The critics applauded Season 3 of Halt and Catch Fire, with Vox naming it the year’s top show and several other news outlets, including Variety, The Atlantic and Slate, adding it on their lists of 2016’s best.
• Halt and Catch Fire is Vox‘s best show of the year because it’s “a potent look back at the earliest days of the internet that also glimpsed, through some hazy curtain, the world we live in right now.”
• Variety‘s Maureen Ryan names Halt and Catch Fire one of TV’s top 20 shows this year: “What an assured and entertaining third season, one that once again limned the perils of mixing friendship and business.” Halt also ranks highly on Variety TV Critic Sonia Saraiya’s list.
• The Economist explains why Halt and Catch Fire “has been one of television’s best offerings for three seasons now.”
• Honoring the year’s best TV shows, The Atlantic applauds Halt and Catch Fire, which “reached its greatest heights, mixing dark personal drama into a grander ballad of the tech world’s fatal flaws.”
• Halt and Catch Fire is one of A.V. Club‘s top 10 shows this year: “For a show that’s ostensibly about machines and their socially maladroit creators, AMC’s Halt And Catch Fire has evolved into one of television’s most deeply human dramas.”
• Slate places Halt and Catch Fire on its list of the top 10 TV shows of 2016, explaining the fun of the show is “the rich primary relationships among the four protagonists, all entangled in competition, misunderstanding, love, and grudging respect.”
• Halt and Catch Fire is one of the top 10 TV shows, according to Uproxx, which says Season 3 “will be hard to top, but one that’s merely just as good will ensure Halt goes out as a worthy successor to the early AMC dramas that helped lead to Peak TV.”
• TV Fanatic says of Halt and Catch Fire that it takes the characters “in wildly different, but mostly successful directions, and what happens along the way is incredible.”
• Paste calls Halt and Catch Fire one of the year’s best, applauding it as a series full of “broken characters you really can’t help but root for.”

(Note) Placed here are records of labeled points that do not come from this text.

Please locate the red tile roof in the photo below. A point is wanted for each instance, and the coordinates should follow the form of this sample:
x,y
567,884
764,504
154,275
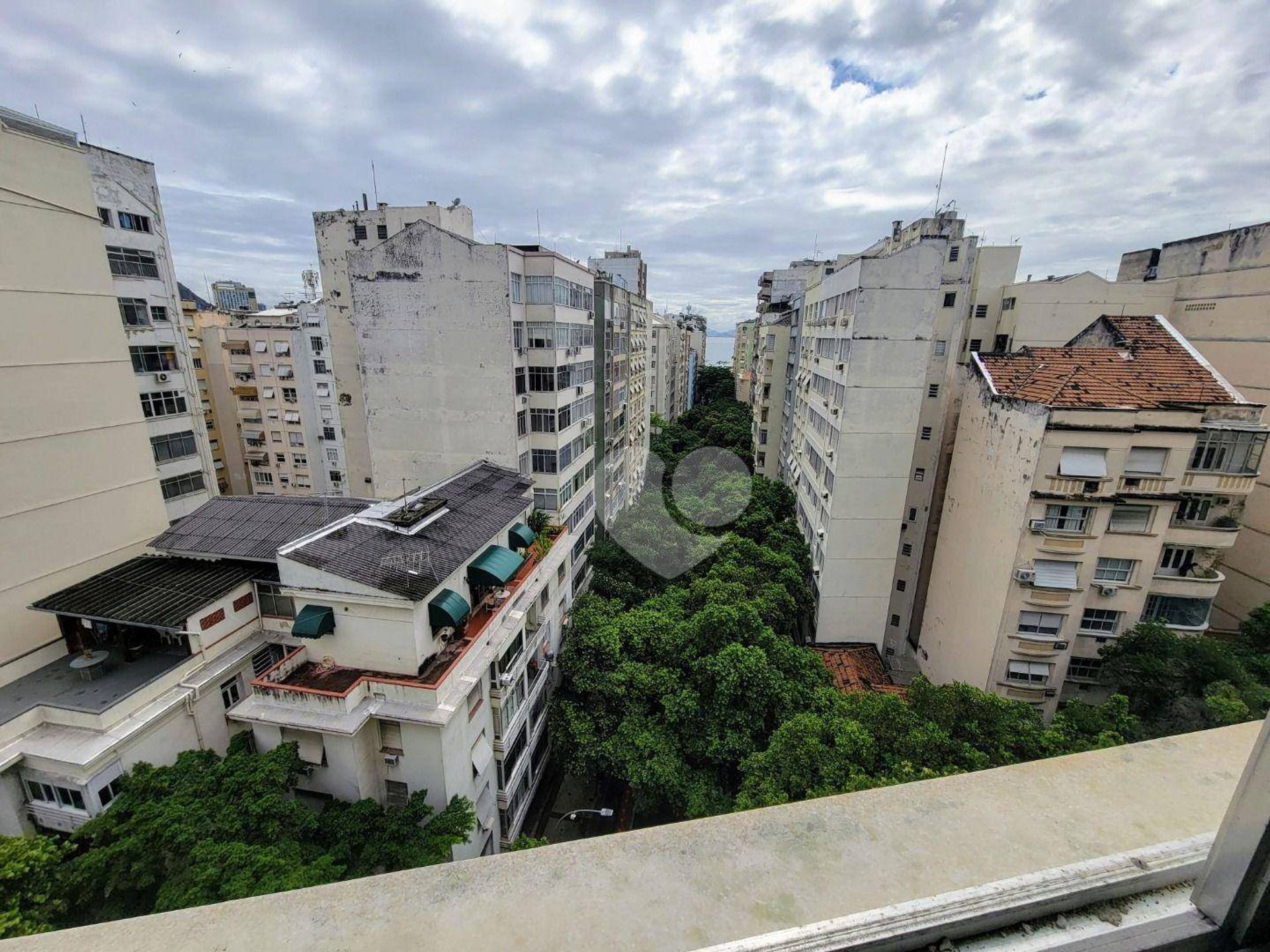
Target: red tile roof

• A.V. Club recognizes Toby Huss’s performance as one of the year’s best because the actor “brings a layered, understated soulfulness to ‘Bos’ and his feelings of being estranged… that makes him more than just the crusty, pearl-snap-shirt foil to his young punk co-workers.”
• Vulture is a fan of the show’s use of the Pixies’ “Velouria” in “NIM“: “A key marker of the show’s time-jump, the song had an even more important function, namely letting Joe and Cameron shake free of their past and simply revel in one another’s company, if only for a few minutes.”